While still lagging Banque Populaire du Rwanda in market share, BK continues a strong push to firmly establish itself as Rwanda’s leading banking institution, this Friday announcing pre-tax profits of Rwf 11.5 billion for the first nine months of this year, marking a 34% rise in this category compared to last year.
The aforementioned profits were driven mainly by higher Net Interest Income, which rose to 15.8 billion francs from 11.6 billion in the first nine months of 2011, according to a statement released by the bank.
The improved pre-tax figures have been precipitated by various innovations and an aggressive marketing campaign by the bank to attract more clientele, including diversifying into ‘stockbroking’ and venturing into mobile banking.

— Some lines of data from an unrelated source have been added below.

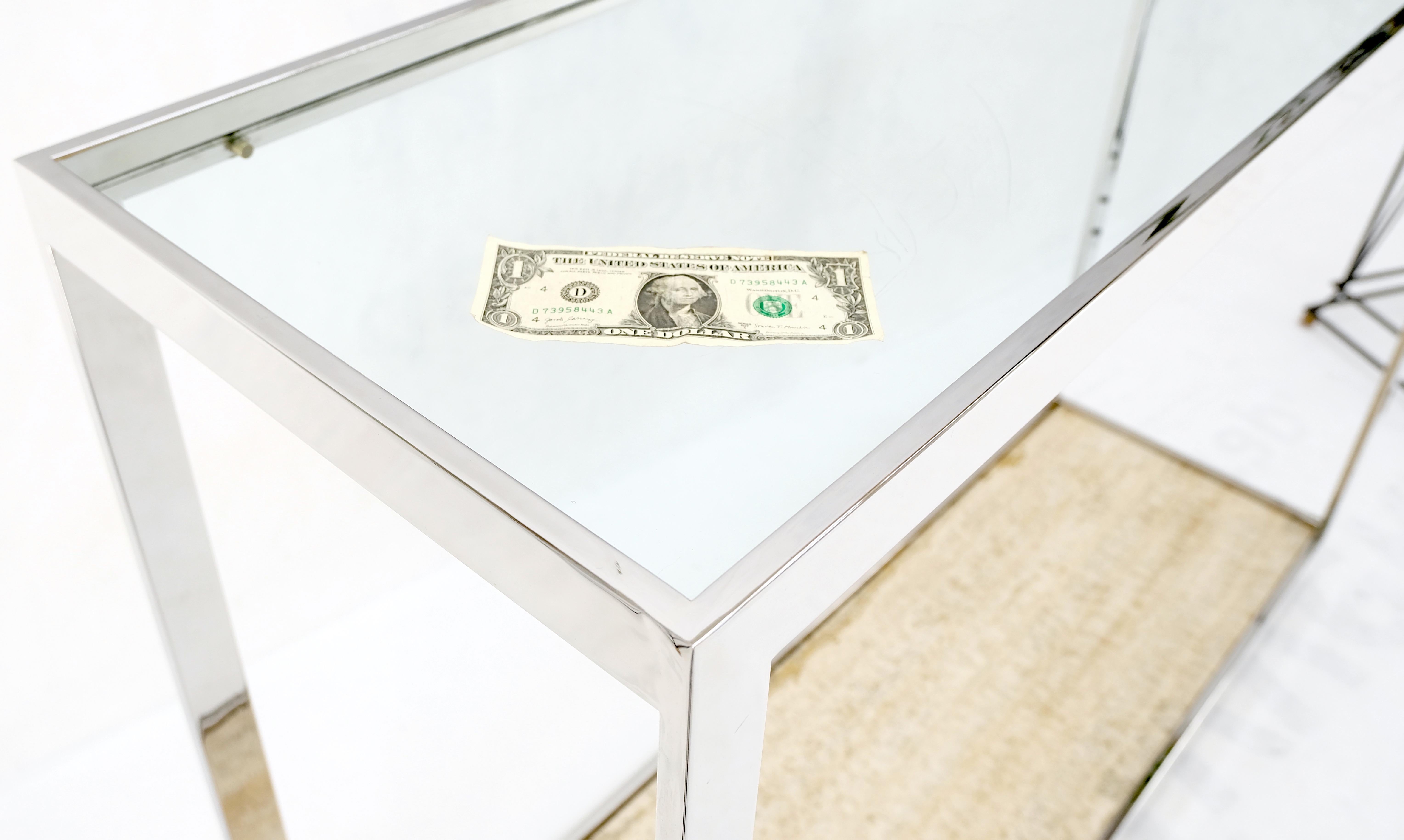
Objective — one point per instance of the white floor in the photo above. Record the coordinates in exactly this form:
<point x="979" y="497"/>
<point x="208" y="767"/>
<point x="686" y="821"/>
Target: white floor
<point x="1303" y="737"/>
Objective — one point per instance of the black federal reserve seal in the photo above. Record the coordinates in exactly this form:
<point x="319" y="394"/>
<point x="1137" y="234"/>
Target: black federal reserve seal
<point x="580" y="291"/>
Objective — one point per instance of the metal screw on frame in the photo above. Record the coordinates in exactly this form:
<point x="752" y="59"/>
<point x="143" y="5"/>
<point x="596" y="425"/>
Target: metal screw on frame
<point x="239" y="147"/>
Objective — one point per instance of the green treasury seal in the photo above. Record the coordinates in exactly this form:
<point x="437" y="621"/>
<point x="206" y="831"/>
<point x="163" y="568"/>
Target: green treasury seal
<point x="773" y="307"/>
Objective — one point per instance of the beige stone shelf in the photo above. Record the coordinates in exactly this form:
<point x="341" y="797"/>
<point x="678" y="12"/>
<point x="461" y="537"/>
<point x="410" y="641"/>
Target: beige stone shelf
<point x="1020" y="669"/>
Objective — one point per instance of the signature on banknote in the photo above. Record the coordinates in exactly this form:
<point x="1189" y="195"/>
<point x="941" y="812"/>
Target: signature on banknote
<point x="707" y="296"/>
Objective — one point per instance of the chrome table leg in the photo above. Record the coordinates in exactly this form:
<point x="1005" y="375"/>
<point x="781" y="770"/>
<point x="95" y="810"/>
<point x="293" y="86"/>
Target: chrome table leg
<point x="156" y="491"/>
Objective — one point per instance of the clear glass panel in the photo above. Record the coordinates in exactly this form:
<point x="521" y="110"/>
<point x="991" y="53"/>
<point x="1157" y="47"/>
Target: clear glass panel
<point x="955" y="142"/>
<point x="1212" y="72"/>
<point x="398" y="694"/>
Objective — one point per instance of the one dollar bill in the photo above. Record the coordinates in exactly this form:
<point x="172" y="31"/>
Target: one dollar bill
<point x="707" y="296"/>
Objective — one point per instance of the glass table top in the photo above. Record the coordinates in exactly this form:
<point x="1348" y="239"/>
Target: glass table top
<point x="957" y="144"/>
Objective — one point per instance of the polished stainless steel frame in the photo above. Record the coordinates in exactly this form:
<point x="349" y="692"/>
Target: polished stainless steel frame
<point x="704" y="664"/>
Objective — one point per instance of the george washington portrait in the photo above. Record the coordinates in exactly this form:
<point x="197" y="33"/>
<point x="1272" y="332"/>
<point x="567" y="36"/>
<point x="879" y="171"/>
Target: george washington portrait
<point x="677" y="301"/>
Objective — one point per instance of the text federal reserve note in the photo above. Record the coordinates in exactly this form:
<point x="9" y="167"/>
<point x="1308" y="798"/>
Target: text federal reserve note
<point x="707" y="296"/>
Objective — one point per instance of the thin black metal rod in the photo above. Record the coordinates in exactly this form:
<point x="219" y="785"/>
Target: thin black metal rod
<point x="1378" y="317"/>
<point x="1372" y="230"/>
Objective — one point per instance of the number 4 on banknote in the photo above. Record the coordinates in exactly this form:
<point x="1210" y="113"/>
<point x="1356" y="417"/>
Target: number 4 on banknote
<point x="707" y="296"/>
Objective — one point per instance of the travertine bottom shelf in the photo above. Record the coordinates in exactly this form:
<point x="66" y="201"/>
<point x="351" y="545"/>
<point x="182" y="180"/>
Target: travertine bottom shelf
<point x="1023" y="665"/>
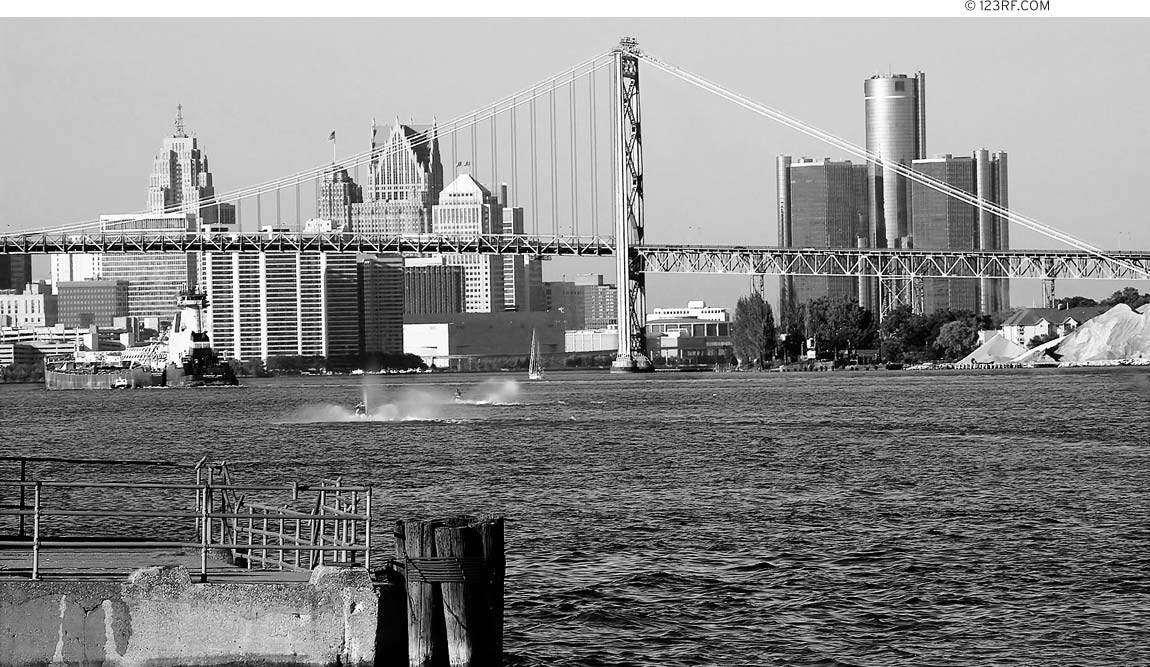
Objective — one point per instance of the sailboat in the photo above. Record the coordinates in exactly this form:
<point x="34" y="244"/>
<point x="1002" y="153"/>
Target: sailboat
<point x="535" y="366"/>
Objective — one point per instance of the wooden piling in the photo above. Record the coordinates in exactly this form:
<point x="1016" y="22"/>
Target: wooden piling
<point x="454" y="580"/>
<point x="427" y="643"/>
<point x="491" y="529"/>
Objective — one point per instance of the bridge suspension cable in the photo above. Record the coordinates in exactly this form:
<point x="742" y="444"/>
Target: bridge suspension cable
<point x="451" y="128"/>
<point x="896" y="167"/>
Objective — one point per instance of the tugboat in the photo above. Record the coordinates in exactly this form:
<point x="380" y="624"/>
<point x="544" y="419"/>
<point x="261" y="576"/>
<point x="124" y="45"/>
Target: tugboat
<point x="191" y="360"/>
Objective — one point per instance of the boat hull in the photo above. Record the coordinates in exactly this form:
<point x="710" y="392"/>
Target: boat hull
<point x="220" y="375"/>
<point x="100" y="378"/>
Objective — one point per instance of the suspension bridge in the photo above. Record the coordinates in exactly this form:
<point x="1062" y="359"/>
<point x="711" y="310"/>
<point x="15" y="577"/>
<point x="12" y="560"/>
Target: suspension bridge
<point x="528" y="128"/>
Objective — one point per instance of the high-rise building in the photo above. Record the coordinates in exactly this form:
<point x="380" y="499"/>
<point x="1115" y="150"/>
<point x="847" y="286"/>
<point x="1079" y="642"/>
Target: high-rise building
<point x="896" y="131"/>
<point x="431" y="286"/>
<point x="283" y="304"/>
<point x="67" y="267"/>
<point x="336" y="194"/>
<point x="587" y="301"/>
<point x="15" y="271"/>
<point x="821" y="204"/>
<point x="942" y="222"/>
<point x="522" y="275"/>
<point x="154" y="280"/>
<point x="381" y="281"/>
<point x="32" y="306"/>
<point x="86" y="303"/>
<point x="467" y="208"/>
<point x="181" y="181"/>
<point x="405" y="177"/>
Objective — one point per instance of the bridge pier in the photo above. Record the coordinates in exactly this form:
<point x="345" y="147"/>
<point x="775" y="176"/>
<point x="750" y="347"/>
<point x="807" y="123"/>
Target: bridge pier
<point x="628" y="212"/>
<point x="1048" y="292"/>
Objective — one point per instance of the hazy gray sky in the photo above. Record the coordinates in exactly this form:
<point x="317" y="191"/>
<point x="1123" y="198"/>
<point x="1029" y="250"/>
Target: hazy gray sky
<point x="85" y="104"/>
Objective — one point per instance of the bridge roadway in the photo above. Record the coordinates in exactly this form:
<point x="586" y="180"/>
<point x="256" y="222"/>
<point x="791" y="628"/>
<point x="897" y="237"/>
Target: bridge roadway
<point x="708" y="259"/>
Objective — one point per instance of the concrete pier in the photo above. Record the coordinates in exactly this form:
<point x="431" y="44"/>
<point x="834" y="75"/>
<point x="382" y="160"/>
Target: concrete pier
<point x="159" y="616"/>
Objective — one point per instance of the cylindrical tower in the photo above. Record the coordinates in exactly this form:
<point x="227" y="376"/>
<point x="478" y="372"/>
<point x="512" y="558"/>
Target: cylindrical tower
<point x="998" y="161"/>
<point x="782" y="177"/>
<point x="895" y="132"/>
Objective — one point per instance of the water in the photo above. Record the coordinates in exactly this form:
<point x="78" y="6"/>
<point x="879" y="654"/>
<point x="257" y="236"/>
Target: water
<point x="681" y="519"/>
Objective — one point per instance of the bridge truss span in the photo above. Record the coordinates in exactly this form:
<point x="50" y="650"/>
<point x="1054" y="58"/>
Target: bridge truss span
<point x="884" y="262"/>
<point x="323" y="243"/>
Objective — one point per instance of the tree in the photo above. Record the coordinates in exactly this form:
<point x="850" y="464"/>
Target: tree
<point x="1128" y="296"/>
<point x="838" y="324"/>
<point x="753" y="330"/>
<point x="956" y="339"/>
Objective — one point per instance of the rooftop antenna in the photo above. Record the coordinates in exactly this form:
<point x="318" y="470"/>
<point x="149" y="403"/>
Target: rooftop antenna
<point x="179" y="121"/>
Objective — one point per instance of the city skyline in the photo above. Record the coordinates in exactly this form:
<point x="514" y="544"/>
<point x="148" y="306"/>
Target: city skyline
<point x="1010" y="98"/>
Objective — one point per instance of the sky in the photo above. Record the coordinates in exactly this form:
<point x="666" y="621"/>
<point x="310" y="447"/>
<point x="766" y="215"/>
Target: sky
<point x="86" y="102"/>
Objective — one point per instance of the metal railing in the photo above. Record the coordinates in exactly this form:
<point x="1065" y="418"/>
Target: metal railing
<point x="221" y="514"/>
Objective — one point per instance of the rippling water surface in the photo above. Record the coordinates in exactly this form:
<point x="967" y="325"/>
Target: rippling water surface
<point x="680" y="519"/>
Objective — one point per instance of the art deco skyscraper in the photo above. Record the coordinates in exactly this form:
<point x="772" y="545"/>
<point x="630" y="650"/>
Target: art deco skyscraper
<point x="181" y="181"/>
<point x="405" y="177"/>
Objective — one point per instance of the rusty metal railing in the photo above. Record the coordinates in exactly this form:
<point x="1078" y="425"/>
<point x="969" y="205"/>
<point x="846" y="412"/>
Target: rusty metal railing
<point x="217" y="511"/>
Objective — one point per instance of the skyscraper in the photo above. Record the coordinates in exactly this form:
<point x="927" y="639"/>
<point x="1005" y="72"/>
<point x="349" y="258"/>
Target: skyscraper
<point x="283" y="304"/>
<point x="942" y="222"/>
<point x="336" y="194"/>
<point x="15" y="271"/>
<point x="405" y="177"/>
<point x="71" y="267"/>
<point x="381" y="281"/>
<point x="522" y="275"/>
<point x="821" y="204"/>
<point x="154" y="280"/>
<point x="467" y="208"/>
<point x="896" y="128"/>
<point x="430" y="286"/>
<point x="181" y="181"/>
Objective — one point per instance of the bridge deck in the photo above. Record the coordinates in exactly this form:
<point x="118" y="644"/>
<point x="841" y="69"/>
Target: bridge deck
<point x="69" y="565"/>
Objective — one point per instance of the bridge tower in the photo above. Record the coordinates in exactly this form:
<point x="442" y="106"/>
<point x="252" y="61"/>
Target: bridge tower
<point x="628" y="209"/>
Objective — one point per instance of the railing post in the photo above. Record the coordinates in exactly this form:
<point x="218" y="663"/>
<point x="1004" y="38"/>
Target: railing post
<point x="23" y="468"/>
<point x="36" y="531"/>
<point x="367" y="531"/>
<point x="205" y="530"/>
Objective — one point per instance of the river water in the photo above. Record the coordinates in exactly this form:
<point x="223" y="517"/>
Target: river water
<point x="720" y="519"/>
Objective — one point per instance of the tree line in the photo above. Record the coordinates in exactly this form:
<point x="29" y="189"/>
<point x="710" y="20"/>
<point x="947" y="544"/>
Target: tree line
<point x="841" y="328"/>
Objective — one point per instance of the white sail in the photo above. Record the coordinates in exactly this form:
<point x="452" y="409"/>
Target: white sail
<point x="535" y="366"/>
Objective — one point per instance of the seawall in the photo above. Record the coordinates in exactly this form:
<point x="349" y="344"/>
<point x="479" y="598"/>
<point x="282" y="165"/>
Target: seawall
<point x="159" y="618"/>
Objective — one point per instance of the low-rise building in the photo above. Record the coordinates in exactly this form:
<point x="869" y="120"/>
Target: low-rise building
<point x="84" y="303"/>
<point x="591" y="339"/>
<point x="688" y="339"/>
<point x="474" y="335"/>
<point x="35" y="306"/>
<point x="1027" y="323"/>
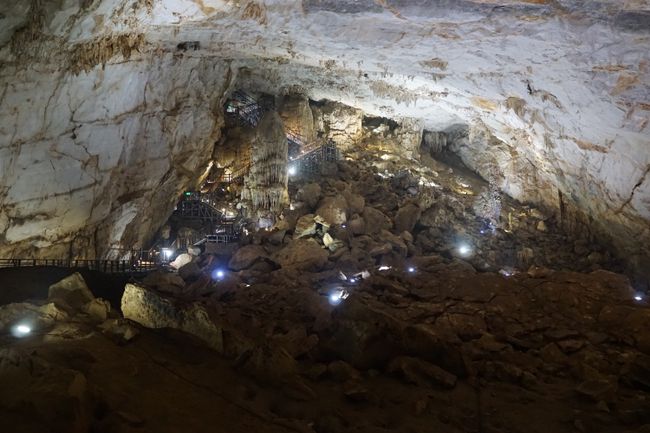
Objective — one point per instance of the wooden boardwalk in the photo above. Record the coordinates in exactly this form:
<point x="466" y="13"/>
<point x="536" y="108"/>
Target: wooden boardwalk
<point x="107" y="266"/>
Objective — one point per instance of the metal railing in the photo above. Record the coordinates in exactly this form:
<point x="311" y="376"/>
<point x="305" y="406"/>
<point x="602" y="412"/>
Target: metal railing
<point x="313" y="160"/>
<point x="107" y="266"/>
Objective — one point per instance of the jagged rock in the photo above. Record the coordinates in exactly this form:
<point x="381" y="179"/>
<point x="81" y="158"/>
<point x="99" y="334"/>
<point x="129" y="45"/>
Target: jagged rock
<point x="305" y="226"/>
<point x="181" y="260"/>
<point x="628" y="322"/>
<point x="270" y="365"/>
<point x="71" y="293"/>
<point x="310" y="193"/>
<point x="297" y="117"/>
<point x="423" y="341"/>
<point x="355" y="391"/>
<point x="341" y="371"/>
<point x="333" y="210"/>
<point x="364" y="336"/>
<point x="120" y="329"/>
<point x="356" y="202"/>
<point x="421" y="372"/>
<point x="302" y="254"/>
<point x="331" y="243"/>
<point x="36" y="316"/>
<point x="406" y="217"/>
<point x="98" y="309"/>
<point x="381" y="249"/>
<point x="598" y="390"/>
<point x="154" y="310"/>
<point x="376" y="220"/>
<point x="396" y="243"/>
<point x="246" y="256"/>
<point x="43" y="395"/>
<point x="164" y="281"/>
<point x="637" y="374"/>
<point x="265" y="185"/>
<point x="189" y="272"/>
<point x="357" y="225"/>
<point x="296" y="342"/>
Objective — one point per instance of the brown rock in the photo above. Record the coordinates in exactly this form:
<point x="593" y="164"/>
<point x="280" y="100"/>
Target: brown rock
<point x="302" y="254"/>
<point x="406" y="217"/>
<point x="421" y="372"/>
<point x="246" y="256"/>
<point x="71" y="293"/>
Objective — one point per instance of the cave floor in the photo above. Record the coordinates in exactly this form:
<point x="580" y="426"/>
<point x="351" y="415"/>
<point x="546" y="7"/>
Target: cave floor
<point x="555" y="352"/>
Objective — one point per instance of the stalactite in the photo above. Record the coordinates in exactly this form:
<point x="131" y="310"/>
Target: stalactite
<point x="435" y="141"/>
<point x="266" y="183"/>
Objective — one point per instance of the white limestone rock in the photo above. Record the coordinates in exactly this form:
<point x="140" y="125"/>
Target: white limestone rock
<point x="153" y="310"/>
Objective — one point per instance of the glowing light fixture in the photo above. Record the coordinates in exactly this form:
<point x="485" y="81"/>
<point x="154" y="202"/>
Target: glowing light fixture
<point x="21" y="330"/>
<point x="464" y="250"/>
<point x="337" y="296"/>
<point x="167" y="253"/>
<point x="218" y="274"/>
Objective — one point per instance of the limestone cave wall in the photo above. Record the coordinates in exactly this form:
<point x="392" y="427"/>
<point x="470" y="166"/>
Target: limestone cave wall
<point x="109" y="107"/>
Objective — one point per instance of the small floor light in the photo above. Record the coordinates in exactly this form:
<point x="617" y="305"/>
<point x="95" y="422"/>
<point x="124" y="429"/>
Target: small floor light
<point x="21" y="330"/>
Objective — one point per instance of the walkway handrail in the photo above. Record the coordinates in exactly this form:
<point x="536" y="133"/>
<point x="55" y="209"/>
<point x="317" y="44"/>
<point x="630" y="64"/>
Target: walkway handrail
<point x="106" y="266"/>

Bank of Kigali established a wholly-owned subsidiary to offer brokerage services and launched five mobile banking vans to reach more isolated customers in the far corners of the country.
BK CEO James Gatera also underscored that the bank has received approval to start ‘branchless’ agency banking and has already recruited 300 agents.
Total assets were up 14 percent to 311.6 billion francs, while gross loans were up by close to a third at 172 billion francs.
The bank also has plans to expand by opening limited banking facilities in Kenya this year and Uganda in the near future.